Is getting up to pee at night ruining your relationship?

Almost one in five people who have to visit the toilet a lot during the night have to sleep in a separate bedroom to their partner, the survey found.

 

Getting up to pee during the night could be ruining your relationship new research has found.

Almost one in five people who have to visit the toilet a lot during the night have to sleep in a separate bedroom to their partner, the survey found.

Arguments fuelled by a lack of sleep caused the bedroom schisms. Where people needed to use the bathroom several times each night, 37 per cent of people in couples had to go and sleep in the spare room.

One-quarter of the 531 Irish people included in the survey, which was carried out in June, say Nocturia, as the condition is called, has put a strain on their relationship.
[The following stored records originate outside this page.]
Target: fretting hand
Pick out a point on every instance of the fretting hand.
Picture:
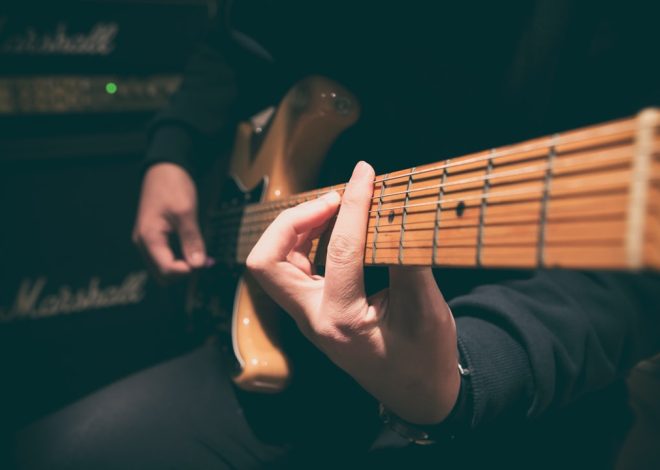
(399, 344)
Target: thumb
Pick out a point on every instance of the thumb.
(192, 243)
(414, 292)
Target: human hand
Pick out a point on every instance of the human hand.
(168, 204)
(399, 344)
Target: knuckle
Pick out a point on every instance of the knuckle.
(183, 209)
(253, 263)
(343, 250)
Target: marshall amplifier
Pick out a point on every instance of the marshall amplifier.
(78, 83)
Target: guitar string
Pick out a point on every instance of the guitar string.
(290, 202)
(226, 215)
(248, 218)
(496, 154)
(234, 242)
(255, 231)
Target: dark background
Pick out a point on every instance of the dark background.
(70, 160)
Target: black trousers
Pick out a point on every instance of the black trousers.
(186, 414)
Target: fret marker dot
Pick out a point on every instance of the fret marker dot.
(460, 209)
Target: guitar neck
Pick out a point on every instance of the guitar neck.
(582, 199)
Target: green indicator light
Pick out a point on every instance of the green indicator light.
(111, 88)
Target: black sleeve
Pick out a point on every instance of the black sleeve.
(201, 112)
(542, 343)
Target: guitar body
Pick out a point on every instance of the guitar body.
(276, 155)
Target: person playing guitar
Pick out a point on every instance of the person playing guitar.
(493, 366)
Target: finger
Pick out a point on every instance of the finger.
(283, 234)
(415, 292)
(344, 264)
(161, 255)
(192, 242)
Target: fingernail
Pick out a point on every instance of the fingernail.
(361, 169)
(197, 259)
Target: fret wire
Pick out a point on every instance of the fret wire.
(383, 185)
(482, 211)
(566, 165)
(500, 174)
(625, 127)
(438, 211)
(520, 192)
(403, 216)
(544, 202)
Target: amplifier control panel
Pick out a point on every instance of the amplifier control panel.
(64, 94)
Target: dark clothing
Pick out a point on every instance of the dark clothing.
(434, 82)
Severe sufferers find that their relationship will be affected by their nocturnal ramblings in one out of every three cases.

And getting up a lot to pee has knock-on effects during the day. Some 64 per cent of sufferers report that waking during the night affects their work performance the next day.

Over three-quarters say it has a negative impact on their overall mood and 76 per cent of sufferers say it impairs their concentration the next day.

And it isn’t only work that is affected. Some 60 per cent of sufferers said their condition had a negative impact on their exercise regime. Nearly half (49 per cent) said it also had a negative impact on meeting friends and socialising.

Adults affected by the condition “are unable to achieve continuous sleep and cannot feel rested the following day,” said Dr Declan Keane, consultant obstetrician and gynaecologist at the National Maternity Hospital, Dublin.

Tiredness and irritability can have a huge effect on an adult’s ability to concentrate and perform everyday tasks, he added.

“Sleep deprivation can have a negative impact on all aspects of people’s lives, including their relationships,” he said.

Nocturia is a condition that causes sufferers to wake during the night to urinate. Of those surveyed in June, half wake most nights, 44 per cent wake every night and 40 per cent of sufferers wake more than twice per night to urinate.

Men and women can be affected at at any age, but it becomes more common as people grow older.